Tool-call success rates and ground truth for agent evals
Teams often say an agent “worked” because the final answer looked plausible. That is not enough once the system starts using search, retrieval, file access, browser control, or internal APIs. A tool-using workflow can fail long before the last answer. If evals only grade the answer, the team never learns whether the failure came from the wrong tool, the wrong arguments, the wrong sequence, or a weak approval decision.
What matters first
Section titled “What matters first”Tool-using agent evals should measure at least three layers:
- tool-call success: did the tool run correctly and return the needed data?
- workflow success: did the agent choose and sequence tools correctly?
- task success: did the overall outcome satisfy the user need or business rule?
If those layers are collapsed into one pass/fail score, the eval system will hide the exact engineering work that needs to change.
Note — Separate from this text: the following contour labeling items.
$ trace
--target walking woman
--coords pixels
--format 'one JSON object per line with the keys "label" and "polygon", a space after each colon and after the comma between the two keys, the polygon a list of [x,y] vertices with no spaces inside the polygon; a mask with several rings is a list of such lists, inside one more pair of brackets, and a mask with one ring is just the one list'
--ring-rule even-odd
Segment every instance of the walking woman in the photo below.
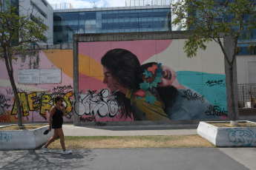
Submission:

What should count as tool-call success
Section titled “What should count as tool-call success”A tool call should usually be graded successful only if all of these are true:
- the tool selected was acceptable for the step;
- required arguments were present and materially correct;
- the call completed without invalid side effects;
- the returned data was actually usable for the next step.
This matters because “HTTP 200” is not the same thing as workflow success.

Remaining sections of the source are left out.